Beyrouth. Les façades criblées de
colonnes et de balcons difformes. La guerre comme maquillage désuet,
une ville-collage où le temps semble être pris de saccades, se
figeant dans une succession d'époques et accélérant sa course dans
une myriades de quartiers, y niant ses illustres vestiges en balayant
les poussières de sa propre Histoire. L'insolence des tours
immaculées tente d'élever les regards loin du pandémonium moite
qui règne dans les rues, entre les collines de gâchis plastifiés
et les corps meurtris des morveux syriens gisant dans leur bave et
leurs larmes sur les genoux de celles qui avaient peu et ont tout
perdu.

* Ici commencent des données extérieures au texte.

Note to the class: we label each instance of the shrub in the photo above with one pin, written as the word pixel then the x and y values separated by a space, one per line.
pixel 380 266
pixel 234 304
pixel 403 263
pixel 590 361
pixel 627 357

Carrosseries rutilantes et tas de tôles souffreteux
produisent un grondement constant qui s'accompagne d'un orchestre de
klaxons singulier, braillard et enjoué, péremptoire, familier et
gratuit. Les porteurs d'uniformes grouillent, trimbalant leurs
instruments de mort ou de paix aussi différents d'âge que de taille
aux côtés de tonnes d'acier sur chenilles, veillant à la bonne
tenue des rapports entre les hommes et les fous... Et au milieu, au
cœur de cet amas de plaies et de fureur, de suspicions et de
rancoeurs, d'oubli et de parpaings fêlés, la Vie. Une vie tour à
tour unique, folle à enfermée, déterminée, bordélique, rêveuse,
poétique, ingénieuse, naïve, brûlante, paranoïaque, généreuse,
immature et experte dans le domaine du chaos immuable.